Quasi a sottolineare quanto detto sopra, un brillante avvio (13-4 al 5′ con una coppia di triple di Vercellotti e Podestà) viene presto cassato al primo cedimento morale della truppa che fa sgranare il rosario delle imprecazioni al coach. Un parziale di 2-14 ribalta completamente l’andazzo (dal 19-11 del 2′ del secondo quarto al 21-25 del 7′) a favore del Granarolo e i gialloblù non riescono a frenare gli istinti autolesionisti con possessi schizofrenici, sempre sull’orlo della crisi di nervi. Si smette di attaccare il canestro per affidarsi quasi completamente al tiro da fuori (6/30 il combinato disposto da 2 e 3 punti, equamente diviso in un doppio 3/15), dimenticandosi che sotto le plance si godono vantaggi innegabili di stazza fisica.
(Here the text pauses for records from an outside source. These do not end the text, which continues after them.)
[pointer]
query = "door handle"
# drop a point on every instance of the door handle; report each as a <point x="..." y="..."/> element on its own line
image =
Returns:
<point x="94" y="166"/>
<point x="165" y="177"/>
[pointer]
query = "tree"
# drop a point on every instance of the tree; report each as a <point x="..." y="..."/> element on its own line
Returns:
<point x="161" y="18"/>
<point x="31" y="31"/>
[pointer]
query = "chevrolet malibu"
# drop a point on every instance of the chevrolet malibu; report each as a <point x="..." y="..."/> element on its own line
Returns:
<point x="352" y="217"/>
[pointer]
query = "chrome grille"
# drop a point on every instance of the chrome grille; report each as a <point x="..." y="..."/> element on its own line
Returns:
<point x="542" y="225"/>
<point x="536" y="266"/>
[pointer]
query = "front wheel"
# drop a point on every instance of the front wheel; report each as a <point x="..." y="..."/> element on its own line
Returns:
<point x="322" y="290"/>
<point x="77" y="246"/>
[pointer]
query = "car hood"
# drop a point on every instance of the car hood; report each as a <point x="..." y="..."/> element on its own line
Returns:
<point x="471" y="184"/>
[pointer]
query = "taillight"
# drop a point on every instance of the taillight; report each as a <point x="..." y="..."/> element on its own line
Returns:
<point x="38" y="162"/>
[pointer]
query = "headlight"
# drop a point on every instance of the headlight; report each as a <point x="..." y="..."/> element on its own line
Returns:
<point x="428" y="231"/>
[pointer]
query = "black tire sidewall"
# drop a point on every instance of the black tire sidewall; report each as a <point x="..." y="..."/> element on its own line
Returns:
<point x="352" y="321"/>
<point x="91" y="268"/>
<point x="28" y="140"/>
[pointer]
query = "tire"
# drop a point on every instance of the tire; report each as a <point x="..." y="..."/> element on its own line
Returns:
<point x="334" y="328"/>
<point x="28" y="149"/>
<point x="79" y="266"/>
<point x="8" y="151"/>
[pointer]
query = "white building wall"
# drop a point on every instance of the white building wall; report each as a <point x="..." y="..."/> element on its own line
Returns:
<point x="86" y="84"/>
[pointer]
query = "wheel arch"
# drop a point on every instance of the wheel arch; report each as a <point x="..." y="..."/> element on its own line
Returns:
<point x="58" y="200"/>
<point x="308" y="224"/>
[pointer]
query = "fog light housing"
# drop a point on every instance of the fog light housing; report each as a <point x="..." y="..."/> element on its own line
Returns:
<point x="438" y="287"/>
Dopo l’intervallo, precipitati a -9 (24-33 al 3′) i nostri rabboccano i collegamenti e stringono le viti difensive in 7 minuti riannodando anche i fili del match: contro-contro-break di 17-4 per chiudere il terzo quarto sopra 41-37. Pare tutto tornato alla normalità? Possiamo stracciare gli appunti improntati al pessimismo? Pia illusione, che viene presto smascherata in un quarto conclusivo da 5 punti in un condensato di errori, con le difese stile “scatole cinesi” dei rossi genovesi che nascondono autentici crotali per i gialloblù. Conclusione amara di una serata dal sapore di fiele dove succede l’impronosticabile.

Già, succede che se giochi male, la conseguenza è la sconfitta e l’inesorabile processo a domino che si abbatte sull’autostima di chi, fino a poco tempo fa, si ergeva in vetta alla classifica dopo aver battuto i favoriti numeri uno di Sarzana. E l’effetto si abbatte sui singoli: le seconde linee chiamate a fare i leader, si perdono, gli specialisti, chiamati a fare altro, si perdono ed i panchinari, chiamati a dare di più, si perdono. E’ un circolo vizioso e le soluzioni possono essere solo due: o provare con tutte le forze e le capacità a ribaltare il trend, oppure non provarci nemmeno. Dopo Pontremoli, un aggiornamento.